All I am saying is that a proper, well planned, well reasoned migration policy is unambiguously a good thing for our nation; and it is particularly good for South Australia, which has been struggling with low population growth. I want to emphasise this so it's not misrepresented by my political opponents: if we had a population growth strategy in areas of low population growth and low economic growth to encourage business migrants—a program designed to facilitate and boost economic growth, jobs and training opportunities—that would be a good thing for South Australia and a good thing for our country.
Looking at demand in regional areas, where there has been a dearth of positions that need to be filled and there is no other way to fill those positions, that needs to be looked at. We need to be able to attract prospective migrants willing and able to invest in designated areas such as South Australia for extended periods. This could involve a four-year provisional visa with a pathway to permanent residency over several more years. We also need to consider a class of visa for business start-ups in designated areas—again, binding visa holders to specific regions for a specified number of years so that they can establish themselves in those communities. This will revive regional areas and lift population growth. If Victoria and New South Wales get a little less population growth—which may be welcomed when you look at issues of congestion and services and the like—and these people go to areas of low population growth, that would be a win-win for those communities.

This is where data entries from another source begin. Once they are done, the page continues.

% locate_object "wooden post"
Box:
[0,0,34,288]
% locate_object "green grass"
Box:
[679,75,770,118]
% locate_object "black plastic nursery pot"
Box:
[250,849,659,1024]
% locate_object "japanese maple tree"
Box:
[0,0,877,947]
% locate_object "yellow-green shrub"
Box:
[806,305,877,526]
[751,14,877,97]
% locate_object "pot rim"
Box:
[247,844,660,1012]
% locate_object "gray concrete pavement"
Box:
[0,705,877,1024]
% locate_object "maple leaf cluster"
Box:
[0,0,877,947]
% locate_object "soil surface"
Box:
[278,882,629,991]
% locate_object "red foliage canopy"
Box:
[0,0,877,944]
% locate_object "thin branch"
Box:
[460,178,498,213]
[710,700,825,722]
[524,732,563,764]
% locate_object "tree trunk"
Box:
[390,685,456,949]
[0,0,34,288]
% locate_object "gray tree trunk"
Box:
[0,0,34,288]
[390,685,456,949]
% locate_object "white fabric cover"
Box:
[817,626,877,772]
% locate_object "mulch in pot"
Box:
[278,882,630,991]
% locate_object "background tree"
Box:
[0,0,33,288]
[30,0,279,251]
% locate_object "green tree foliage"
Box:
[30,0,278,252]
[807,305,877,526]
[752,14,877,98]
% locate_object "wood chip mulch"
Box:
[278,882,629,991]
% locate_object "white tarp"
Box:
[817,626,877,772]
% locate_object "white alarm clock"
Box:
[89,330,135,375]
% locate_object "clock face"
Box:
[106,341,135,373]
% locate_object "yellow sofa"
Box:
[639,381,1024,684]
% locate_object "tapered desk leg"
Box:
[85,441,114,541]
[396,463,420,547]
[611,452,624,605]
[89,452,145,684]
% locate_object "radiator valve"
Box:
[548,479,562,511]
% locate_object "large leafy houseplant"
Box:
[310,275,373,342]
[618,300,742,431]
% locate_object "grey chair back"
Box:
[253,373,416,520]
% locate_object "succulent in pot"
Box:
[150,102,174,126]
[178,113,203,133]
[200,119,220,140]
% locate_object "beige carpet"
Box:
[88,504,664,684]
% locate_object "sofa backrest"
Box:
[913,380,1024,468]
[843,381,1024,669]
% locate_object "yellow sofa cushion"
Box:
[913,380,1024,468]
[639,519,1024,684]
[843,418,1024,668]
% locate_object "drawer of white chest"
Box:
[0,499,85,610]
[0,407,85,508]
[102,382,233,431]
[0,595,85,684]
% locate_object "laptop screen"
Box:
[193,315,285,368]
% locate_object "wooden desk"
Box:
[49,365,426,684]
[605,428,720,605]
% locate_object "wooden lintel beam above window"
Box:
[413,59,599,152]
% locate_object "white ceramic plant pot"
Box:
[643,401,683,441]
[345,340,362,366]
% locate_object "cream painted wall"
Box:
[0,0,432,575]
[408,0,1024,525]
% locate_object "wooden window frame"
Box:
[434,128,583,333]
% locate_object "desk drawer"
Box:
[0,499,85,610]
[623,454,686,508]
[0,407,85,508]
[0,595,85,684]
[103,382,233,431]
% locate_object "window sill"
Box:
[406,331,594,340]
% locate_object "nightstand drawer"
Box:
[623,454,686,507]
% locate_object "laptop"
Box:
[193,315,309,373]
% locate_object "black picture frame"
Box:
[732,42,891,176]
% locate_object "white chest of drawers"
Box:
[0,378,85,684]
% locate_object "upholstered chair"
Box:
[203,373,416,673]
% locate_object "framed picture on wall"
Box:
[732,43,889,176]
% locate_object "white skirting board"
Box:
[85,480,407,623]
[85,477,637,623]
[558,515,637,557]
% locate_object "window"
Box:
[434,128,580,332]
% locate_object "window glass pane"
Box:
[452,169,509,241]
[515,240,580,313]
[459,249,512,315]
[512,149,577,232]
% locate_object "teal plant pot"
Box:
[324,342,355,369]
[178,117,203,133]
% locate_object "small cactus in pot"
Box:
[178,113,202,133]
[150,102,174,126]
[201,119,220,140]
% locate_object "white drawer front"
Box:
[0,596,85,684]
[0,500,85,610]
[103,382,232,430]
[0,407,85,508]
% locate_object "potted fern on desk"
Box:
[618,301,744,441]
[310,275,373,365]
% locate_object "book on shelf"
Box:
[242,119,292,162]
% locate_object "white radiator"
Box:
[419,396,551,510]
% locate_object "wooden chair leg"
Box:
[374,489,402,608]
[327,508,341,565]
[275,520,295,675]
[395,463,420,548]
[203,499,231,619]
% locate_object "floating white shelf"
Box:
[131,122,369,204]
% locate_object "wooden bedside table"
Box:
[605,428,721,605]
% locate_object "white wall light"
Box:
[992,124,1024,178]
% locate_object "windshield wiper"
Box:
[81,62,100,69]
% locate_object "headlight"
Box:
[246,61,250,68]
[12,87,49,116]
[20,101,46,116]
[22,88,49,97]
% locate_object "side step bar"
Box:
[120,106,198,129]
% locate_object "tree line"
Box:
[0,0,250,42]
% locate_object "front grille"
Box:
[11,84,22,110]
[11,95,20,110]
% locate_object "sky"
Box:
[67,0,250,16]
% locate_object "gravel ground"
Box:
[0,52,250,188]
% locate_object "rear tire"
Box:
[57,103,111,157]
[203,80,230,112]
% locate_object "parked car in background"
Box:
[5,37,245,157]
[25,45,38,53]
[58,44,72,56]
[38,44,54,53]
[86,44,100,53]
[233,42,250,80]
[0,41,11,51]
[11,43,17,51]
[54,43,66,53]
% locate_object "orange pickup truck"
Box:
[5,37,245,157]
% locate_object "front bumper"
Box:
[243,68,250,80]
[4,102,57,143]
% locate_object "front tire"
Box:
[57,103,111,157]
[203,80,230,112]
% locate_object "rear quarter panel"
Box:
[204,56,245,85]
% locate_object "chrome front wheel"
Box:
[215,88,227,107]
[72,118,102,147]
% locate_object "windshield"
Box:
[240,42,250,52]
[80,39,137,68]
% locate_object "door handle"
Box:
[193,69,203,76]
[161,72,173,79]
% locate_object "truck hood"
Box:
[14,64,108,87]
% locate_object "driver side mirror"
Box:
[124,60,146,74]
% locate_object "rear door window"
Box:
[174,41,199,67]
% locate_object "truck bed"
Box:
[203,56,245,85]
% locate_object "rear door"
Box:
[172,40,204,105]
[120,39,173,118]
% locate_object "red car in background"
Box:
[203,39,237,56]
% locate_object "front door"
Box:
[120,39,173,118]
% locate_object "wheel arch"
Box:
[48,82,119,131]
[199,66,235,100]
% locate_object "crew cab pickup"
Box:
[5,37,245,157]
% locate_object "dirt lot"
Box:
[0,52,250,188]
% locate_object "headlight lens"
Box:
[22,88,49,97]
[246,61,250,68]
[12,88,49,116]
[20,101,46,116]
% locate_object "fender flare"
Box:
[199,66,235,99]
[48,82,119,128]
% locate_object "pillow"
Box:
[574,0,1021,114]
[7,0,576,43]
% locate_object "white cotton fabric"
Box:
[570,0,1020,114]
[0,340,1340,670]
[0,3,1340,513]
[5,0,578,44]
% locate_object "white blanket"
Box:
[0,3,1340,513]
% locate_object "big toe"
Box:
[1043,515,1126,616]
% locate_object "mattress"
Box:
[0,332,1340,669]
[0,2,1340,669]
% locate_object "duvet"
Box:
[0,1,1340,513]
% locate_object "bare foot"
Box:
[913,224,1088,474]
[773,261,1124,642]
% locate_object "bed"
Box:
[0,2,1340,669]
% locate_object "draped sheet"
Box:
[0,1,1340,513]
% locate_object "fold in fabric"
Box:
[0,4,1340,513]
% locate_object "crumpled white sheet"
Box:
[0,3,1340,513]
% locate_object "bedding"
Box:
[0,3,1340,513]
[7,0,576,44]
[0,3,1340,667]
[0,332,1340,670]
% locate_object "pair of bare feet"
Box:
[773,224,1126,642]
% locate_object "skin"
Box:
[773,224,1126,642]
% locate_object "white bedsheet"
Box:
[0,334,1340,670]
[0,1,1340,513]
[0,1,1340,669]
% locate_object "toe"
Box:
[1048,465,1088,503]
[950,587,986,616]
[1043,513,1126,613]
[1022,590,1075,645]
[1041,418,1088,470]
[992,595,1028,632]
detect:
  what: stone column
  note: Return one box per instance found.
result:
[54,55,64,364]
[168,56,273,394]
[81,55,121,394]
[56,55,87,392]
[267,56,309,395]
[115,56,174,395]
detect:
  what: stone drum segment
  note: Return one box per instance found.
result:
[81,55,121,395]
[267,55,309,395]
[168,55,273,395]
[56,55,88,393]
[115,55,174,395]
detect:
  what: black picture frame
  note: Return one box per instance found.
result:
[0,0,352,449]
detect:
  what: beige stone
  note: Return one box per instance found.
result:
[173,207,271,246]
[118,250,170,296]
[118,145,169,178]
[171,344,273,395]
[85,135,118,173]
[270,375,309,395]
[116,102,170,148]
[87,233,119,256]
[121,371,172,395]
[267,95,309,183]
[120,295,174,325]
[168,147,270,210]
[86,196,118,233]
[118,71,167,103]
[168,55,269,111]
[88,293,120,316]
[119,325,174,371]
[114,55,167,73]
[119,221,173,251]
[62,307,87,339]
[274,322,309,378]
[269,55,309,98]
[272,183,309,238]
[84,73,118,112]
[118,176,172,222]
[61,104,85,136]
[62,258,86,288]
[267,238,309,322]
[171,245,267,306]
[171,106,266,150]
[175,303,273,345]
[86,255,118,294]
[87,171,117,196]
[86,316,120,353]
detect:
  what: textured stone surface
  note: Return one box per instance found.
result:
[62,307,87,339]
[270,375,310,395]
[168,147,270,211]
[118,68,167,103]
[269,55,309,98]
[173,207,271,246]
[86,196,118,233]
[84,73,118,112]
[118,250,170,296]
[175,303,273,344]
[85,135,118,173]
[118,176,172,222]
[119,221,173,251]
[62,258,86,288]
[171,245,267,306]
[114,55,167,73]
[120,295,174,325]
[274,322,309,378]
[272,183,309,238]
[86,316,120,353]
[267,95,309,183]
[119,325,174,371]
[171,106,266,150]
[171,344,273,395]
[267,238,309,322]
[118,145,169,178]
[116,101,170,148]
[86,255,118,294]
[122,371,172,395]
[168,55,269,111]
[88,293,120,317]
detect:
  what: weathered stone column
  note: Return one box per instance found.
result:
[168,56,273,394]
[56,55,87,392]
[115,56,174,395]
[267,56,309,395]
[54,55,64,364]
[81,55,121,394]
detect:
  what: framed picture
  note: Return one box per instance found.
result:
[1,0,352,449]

I repudiate what One Nation has said in relation to this. It is important that we have a reasoned and balanced population/migration policy that is good for our nation. We need to be very mindful of a debate that has more heat than light, that is devoid of facts, because the economic impact of a sensible migration policy is unambiguously good for a nation such as Australia. That is why I repudiate the premise of this motion and that is why we need to do much better to explain to all Australians that migration can deliver real benefits when done properly.